Hat: The majority of heat loss occurs through the top of your head. The best way to retain heat is to cover the top of your head with a hat or jacket hood. Hats come in all kinds of styles. Some of our friends climb in baseball or trucker-style hats, which offer minimal heat retention and maximum style. Beanie style hats can be made from thin lycra, fleece, wool, windproof fleece, or they can be insulated. Choose a hat based on the warmth you need, and then on the style.
Gaiters: Gaiters cover the upper portion of your boots and the lower portion of your pants. They can be short or tall, waterproof or not. For a climb of Mt. Hood you’ll be standing in snow for most of the climb, so a waterproof gaiter is important.

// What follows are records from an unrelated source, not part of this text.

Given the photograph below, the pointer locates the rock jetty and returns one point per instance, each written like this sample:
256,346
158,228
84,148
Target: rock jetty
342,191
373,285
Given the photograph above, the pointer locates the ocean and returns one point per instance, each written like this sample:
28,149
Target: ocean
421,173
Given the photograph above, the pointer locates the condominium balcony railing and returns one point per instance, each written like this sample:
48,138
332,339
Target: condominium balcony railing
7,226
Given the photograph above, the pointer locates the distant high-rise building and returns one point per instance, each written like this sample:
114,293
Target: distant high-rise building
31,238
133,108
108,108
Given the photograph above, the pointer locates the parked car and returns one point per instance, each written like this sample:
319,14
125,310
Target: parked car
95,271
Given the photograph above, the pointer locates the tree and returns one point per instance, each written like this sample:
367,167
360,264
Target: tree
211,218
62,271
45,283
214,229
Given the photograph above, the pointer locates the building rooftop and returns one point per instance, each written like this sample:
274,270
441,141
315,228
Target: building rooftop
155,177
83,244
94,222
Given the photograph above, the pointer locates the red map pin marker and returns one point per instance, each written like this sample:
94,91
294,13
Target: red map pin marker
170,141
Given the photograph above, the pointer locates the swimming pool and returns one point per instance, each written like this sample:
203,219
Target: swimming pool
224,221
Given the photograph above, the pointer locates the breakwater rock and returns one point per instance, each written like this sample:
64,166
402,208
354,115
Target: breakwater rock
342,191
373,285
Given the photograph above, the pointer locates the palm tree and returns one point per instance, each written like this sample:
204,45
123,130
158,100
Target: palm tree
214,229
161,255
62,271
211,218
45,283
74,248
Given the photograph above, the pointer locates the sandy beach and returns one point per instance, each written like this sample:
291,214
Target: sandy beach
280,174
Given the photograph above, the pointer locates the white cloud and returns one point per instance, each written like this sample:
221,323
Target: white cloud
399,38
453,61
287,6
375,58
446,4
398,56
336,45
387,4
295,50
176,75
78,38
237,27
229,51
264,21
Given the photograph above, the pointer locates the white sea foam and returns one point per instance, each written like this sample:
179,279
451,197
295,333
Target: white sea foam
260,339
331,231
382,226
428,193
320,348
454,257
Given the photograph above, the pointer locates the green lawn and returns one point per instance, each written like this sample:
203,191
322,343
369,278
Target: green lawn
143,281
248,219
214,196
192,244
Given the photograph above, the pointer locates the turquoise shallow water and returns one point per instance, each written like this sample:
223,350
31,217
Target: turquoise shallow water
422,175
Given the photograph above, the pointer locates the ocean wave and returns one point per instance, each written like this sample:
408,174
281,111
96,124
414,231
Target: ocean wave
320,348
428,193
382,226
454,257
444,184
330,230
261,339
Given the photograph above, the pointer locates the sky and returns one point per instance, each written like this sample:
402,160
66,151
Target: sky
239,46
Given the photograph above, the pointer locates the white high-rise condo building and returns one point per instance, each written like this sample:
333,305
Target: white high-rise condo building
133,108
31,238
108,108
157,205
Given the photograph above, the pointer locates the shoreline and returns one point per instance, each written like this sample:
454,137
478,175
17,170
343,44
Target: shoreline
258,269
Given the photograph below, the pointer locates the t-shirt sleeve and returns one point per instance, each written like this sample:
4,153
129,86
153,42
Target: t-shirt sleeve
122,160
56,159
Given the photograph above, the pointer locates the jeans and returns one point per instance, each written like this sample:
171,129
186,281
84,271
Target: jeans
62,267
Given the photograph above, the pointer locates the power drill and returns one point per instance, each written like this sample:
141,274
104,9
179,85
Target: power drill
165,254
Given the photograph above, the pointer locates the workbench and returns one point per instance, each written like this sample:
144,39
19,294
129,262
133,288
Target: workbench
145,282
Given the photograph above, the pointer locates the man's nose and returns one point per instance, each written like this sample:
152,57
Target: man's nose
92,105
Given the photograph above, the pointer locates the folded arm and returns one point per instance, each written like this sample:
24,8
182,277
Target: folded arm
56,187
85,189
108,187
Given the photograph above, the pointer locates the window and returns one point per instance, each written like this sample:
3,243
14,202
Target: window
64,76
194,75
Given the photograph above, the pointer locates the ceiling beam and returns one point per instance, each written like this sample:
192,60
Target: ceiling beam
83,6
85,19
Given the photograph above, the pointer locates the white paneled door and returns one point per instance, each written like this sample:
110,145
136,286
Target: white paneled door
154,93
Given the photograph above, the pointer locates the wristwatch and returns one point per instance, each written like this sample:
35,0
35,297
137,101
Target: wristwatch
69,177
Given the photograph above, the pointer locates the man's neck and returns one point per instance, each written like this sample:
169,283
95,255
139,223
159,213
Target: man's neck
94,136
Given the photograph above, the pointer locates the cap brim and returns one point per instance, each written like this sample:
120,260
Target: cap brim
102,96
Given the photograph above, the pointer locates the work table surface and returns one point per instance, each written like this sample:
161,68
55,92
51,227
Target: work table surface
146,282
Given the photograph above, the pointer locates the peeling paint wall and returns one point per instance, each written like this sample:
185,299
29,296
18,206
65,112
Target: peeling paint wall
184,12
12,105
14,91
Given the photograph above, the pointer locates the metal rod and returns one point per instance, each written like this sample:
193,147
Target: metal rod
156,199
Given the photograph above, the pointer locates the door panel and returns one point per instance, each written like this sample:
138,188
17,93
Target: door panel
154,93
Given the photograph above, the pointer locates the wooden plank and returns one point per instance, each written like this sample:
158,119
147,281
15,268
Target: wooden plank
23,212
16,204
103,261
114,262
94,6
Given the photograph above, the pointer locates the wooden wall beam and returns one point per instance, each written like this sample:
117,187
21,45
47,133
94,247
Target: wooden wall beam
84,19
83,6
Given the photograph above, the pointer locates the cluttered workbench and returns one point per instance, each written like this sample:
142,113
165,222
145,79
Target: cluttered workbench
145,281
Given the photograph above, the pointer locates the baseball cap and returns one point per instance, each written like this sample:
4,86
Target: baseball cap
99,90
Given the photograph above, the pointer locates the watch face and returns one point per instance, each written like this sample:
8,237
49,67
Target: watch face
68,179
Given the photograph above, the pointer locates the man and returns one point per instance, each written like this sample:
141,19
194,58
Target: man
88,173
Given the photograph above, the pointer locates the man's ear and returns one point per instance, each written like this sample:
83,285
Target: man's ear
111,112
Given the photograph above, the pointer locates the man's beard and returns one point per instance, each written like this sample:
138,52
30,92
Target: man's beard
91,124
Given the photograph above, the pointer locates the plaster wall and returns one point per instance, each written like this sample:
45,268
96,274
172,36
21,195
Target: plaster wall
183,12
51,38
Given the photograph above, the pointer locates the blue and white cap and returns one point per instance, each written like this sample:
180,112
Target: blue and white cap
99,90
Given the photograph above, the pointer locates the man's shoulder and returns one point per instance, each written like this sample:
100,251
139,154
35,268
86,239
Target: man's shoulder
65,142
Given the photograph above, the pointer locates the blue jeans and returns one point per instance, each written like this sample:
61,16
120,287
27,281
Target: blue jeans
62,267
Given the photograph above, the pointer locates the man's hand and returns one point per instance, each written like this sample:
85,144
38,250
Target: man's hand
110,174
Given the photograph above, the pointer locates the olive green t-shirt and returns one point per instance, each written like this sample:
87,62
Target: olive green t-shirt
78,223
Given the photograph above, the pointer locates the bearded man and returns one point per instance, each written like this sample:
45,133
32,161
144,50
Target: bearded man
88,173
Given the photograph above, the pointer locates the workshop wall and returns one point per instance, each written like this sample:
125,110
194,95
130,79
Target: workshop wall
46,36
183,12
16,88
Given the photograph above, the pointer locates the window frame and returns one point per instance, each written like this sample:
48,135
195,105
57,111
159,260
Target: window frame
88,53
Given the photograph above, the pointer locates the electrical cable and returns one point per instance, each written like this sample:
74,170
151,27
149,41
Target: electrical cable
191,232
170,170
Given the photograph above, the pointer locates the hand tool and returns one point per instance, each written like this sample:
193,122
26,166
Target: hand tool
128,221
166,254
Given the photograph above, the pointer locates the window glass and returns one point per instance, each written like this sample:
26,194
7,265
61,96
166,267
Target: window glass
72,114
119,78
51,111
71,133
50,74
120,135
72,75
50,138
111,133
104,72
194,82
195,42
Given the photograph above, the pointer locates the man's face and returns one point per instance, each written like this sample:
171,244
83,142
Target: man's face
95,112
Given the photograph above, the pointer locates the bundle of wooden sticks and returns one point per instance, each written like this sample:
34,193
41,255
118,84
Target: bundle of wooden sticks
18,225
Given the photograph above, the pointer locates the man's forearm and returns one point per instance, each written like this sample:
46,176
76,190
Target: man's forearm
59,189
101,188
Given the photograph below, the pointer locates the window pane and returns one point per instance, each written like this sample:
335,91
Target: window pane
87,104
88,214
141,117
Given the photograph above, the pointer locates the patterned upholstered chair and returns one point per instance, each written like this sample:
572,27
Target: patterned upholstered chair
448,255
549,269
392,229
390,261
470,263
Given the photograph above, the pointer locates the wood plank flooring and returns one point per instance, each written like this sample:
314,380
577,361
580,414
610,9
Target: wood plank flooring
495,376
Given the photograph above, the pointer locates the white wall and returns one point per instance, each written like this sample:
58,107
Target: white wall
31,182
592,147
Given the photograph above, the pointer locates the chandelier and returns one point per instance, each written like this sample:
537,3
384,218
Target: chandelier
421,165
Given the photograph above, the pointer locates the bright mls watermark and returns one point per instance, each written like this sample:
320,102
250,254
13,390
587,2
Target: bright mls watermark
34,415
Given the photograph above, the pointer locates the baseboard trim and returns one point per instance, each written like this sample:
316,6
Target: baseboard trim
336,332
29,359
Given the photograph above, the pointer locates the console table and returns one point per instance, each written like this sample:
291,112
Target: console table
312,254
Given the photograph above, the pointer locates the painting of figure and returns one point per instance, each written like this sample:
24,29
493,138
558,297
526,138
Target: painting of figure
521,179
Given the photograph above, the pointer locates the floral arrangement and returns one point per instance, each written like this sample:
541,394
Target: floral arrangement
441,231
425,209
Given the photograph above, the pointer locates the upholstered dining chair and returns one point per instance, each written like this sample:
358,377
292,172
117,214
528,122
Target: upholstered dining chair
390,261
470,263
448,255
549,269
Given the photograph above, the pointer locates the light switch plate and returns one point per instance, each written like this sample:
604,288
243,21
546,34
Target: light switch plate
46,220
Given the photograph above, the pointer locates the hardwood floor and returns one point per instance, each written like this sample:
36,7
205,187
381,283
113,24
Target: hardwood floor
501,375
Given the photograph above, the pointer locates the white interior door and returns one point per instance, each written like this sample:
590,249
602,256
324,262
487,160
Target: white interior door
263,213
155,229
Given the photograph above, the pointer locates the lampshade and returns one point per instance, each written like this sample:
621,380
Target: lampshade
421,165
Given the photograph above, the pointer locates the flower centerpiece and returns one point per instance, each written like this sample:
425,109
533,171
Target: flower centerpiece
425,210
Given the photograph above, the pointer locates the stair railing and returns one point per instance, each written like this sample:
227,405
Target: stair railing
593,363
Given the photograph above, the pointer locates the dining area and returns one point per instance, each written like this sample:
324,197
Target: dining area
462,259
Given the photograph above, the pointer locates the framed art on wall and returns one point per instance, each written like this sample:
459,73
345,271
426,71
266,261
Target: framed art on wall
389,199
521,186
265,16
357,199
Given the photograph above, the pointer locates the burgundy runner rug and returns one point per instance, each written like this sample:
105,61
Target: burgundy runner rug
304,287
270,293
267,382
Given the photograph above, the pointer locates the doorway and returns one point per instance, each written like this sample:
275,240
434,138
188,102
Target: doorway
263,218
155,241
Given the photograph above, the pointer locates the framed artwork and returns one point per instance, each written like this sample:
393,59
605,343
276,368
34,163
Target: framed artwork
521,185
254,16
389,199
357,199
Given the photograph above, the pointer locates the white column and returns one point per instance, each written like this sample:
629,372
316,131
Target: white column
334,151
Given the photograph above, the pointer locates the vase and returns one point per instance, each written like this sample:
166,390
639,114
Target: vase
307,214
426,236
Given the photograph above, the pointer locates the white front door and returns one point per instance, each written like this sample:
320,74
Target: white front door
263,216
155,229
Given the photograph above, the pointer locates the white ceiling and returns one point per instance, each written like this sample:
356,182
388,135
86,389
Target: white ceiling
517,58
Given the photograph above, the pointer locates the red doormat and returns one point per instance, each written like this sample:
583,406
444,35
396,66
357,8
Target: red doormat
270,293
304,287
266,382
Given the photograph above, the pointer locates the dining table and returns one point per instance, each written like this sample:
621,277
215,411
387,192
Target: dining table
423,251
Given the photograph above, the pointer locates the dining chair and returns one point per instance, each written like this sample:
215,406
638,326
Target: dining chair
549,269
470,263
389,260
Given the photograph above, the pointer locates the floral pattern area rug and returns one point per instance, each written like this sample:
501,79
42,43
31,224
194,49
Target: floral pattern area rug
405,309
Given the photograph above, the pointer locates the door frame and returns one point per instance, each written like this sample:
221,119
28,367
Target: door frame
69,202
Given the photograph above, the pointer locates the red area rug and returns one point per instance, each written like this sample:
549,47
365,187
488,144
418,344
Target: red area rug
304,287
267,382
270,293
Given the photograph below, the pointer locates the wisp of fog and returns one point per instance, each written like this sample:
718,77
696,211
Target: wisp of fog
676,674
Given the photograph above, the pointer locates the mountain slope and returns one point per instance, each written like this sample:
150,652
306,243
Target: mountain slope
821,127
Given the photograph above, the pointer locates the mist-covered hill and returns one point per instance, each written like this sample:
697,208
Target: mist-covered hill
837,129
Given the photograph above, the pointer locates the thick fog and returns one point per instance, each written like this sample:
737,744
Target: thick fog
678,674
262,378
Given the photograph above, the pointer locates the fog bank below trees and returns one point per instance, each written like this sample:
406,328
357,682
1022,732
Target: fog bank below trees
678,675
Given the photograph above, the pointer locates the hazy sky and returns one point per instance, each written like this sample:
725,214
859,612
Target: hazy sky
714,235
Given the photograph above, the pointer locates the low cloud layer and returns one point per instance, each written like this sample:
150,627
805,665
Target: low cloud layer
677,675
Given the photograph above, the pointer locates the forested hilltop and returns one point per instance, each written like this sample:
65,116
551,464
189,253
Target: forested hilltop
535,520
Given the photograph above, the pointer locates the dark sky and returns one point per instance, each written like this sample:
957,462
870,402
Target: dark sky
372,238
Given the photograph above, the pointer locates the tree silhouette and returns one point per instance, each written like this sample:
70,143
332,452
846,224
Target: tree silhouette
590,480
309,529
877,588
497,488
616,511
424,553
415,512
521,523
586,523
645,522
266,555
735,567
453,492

Short gaiters are nice, but tall gaiters are more practical, especially when the snow softens during your descent and sinking up to your knees is common.
Balaclavas: Not the Greek desert (baklava), a balaclava is like a ski mask that a bank robber would wear in the movies. Most balaclavas have one large hole for the entire face, but some have individual eye, nose, and mouth holes. Like hats, balaclavas come in all kinds of materials: lycra, fleece, wool and windproof fleece. Choose an option that suits the conditions. If you use a balaclava and have hooded shell and insulated jackets, you can leave the hat at home. The real appeal of a balaclava over a hat is its coverage of the neck and chin in addition to the top of the head and ears.
Socks: Socks are part of your boot system. Whatever works is acceptable, but absolutely no cotton socks! Use synthetic or wool materials only, these will keep your foot warmer and dryer than cotton. Traditional sock layering is still commonplace among climbers, using a thin, tightly fitting wicking sock underneath a thicker wool hiking sock. This system can work well, particularly in boots that have a lot of room in them. The problem is this is a bulky system. A better alternative (again if it works with the boots you’re using) is a single wool sock of light to medium weight, anatomically fitted, and knitted with a smaller gauged needle. Many idyllic hiking socks have a generic fit and use big wool loops (turn the sock inside out to see these), and while this is initially comfortable they stretch out and become very thin in a relatively short amount of time. Socks from companies like FITS or Smartwool’s PhD collection fit closer to the foot and don’t pack out as quickly. By staying close to the foot the sock minimizes wrinkles which lead to blisters. The thinner socks also reduce warmth (sweat is a common cause of blistering), and if you use them to size your boots you won’t get boots that are too big (the other common cause of blistering).